The News
Wednesday 24 of April 2024

Don't Blame Cocaine for South American Forest Loss, Study Says


Aerial view of the Amazon Rainforest, near Manaus, the capital of the Brazilian state of Amazonas, Brazil,photo: Flicker/Neil Palmer
Aerial view of the Amazon Rainforest, near Manaus, the capital of the Brazilian state of Amazonas, Brazil,photo: Flicker/Neil Palmer
Today, land ownership in the region is murky and strong data on who owns different pieces of territory is not easily accessible

Infrastructure projects designed to open the western Amazon for investment are to blame for deforestation in parts of Peru, Colombia and Bolivia — rather than coca production, researchers said on Wednesday.

Policymakers and U.N. anti-drugs officials have blamed coca farming for destroying forests in the western Amazon, but a study from Stony Brook University in New York said this was not accurate based on new analysis of satellite maps and other data.

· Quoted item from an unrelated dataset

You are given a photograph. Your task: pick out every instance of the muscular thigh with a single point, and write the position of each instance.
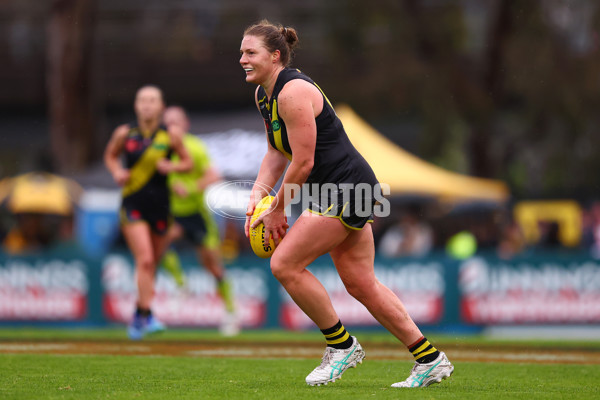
(311, 236)
(139, 239)
(354, 257)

Instead, deforestation was largely caused by new road building programmes and projects launched by South American governments in the 1960s to settle the Amazon frontier, the study published in BioScience journal said.

“We should be stabilizing the (Amazon) frontier rather than fighting against coca production,” said Liliana Davalos, one of the report’s authors.

“Deforestation and coca cluster together in the Amazon frontier, but (the deforestation problem)… sprung from efforts to develop western Amazonia.”

Farmers pushing into new areas of the Amazon where legal systems and environmental monitoring are often weak have been a primary driver of deforestation, cutting down trees to grow crops or using the land for livestock grazing, the report said.

Settlers cutting down trees in order to open lands to grow coca, a raw ingredient for cocaine production, had a negligible impact on forests, it said.

Most of the land in the western Amazon belonged to governments when settlement and infrastructure projects were first launched more than 40 years ago, Davalos said.

Today, land ownership in the region is murky and strong data on who owns different pieces of territory is not easily accessible, she said, further complicating efforts to reduce deforestation.

In the past, governments and U.N. officials said poor farmers move into the forest and grow cocaine because they lack better economic alternatives – prompting aid agencies to develop programmes to encourage farmers to produce different crops.

The study argued against this model for addressing deforestation in frontier areas with high levels of cocaine production.

Creating formal protected areas was a better way of protecting the rainforest, Davalos said.

Development projects in the region, where there is often an unclear system of land ownership, should work with Amazonian farmers to set clear forest conservation goals, she said.